This explanation of what the employers are forcing on working people rings even more true today for tens of millions across the United States and other countries. In March, President George Bush whisked a bill through Congress that repealed workplace safety regulations. While the regulations were among several last-minute decrees on environmental and worker-related question issued by former president William Clinton to burnish his liberal "legacy" after eight years in office, policies adopted under Clinton were "business-friendly," to use a watchword of the Bush regime. The great "productivity boom" he hailed and the "longest economic expansion" Clinton took credit for were built on the backs of working people, as Barnes describes in Capitalism's World Disorder.
But workers, including a significant component of immigrant workers, are showing they will not accept the speed-up and restructuring that guarantees that many will be crippled at work. Workers at the Excel slaughterhouse in Fort Morgan, Colorado, recently carried out a strike which included a demand that the line speed had to be lowered when workers were absent on the line. A worker on strike at the Hormel-owned Rochelle Foods in Rochelle, Illinois, explained the company is "always trying to speed up the lines. When one of us gets hurt, they won't let us go to the nurse.... It has made us all mad." And rail workers at Burlington Northern-Santa Fe successfully pushed back the company's program to perform "genetic testing" in an effort to claim some workers are predisposed to carpal tunnel injuries.
"The exploiters under crisis conditions always attempt to push back the clock of history," Barnes writes.

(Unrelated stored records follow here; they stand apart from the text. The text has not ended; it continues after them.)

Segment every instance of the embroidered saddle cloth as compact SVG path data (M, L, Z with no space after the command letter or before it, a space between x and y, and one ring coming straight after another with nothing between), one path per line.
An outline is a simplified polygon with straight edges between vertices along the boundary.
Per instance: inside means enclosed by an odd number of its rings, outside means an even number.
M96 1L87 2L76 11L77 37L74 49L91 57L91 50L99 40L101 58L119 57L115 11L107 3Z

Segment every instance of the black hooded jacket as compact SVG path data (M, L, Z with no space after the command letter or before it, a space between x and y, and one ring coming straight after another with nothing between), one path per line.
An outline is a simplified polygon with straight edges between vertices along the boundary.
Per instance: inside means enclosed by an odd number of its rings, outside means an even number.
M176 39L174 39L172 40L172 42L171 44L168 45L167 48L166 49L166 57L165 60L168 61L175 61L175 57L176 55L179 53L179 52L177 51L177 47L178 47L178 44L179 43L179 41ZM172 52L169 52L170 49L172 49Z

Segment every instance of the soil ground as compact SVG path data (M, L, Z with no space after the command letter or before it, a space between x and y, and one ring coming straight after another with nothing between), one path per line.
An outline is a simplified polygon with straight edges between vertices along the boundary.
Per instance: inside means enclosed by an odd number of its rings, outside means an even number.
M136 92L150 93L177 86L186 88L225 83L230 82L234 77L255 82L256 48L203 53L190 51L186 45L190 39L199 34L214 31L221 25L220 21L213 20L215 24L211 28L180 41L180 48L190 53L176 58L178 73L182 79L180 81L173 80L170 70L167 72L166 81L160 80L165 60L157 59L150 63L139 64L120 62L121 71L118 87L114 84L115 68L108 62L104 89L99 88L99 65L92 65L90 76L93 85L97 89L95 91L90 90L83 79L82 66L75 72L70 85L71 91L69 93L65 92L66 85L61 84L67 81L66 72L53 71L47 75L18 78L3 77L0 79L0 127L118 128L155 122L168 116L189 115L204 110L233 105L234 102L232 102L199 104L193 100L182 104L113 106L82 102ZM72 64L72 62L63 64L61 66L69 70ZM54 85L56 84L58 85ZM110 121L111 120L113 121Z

In response, the labor movement must raise the banner of the right of every worker to leave the factory, mine, or office each day as healthy as when they entered.
This is part of the broader historic struggle for Social Security, which is not only the fight for the lifetime right of every worker to medical care, to workers compensation when injured, and to unemployment insurance for as long as a person is jobless. It is also combined with demanding jobs for all, affirmative action measures including raising the minimum wage, defense of immigrant rights, and a shorter workweek with no cut in pay as part of an international fight to defend working people.
Conditions of life for workers and farmers throughout the semicolonial world also push to the fore the pressing need for unions and other working-class and farmer organizations to demand: Cancel the Third World Debt!
By taking the moral high ground on these questions, the working-class movement will forge the unity needed to build a powerful movement that can take power away from the capitalist masters in whose crisis-racked system profit is everything and the dignity and physical well-being of workers and farmers are of no concern.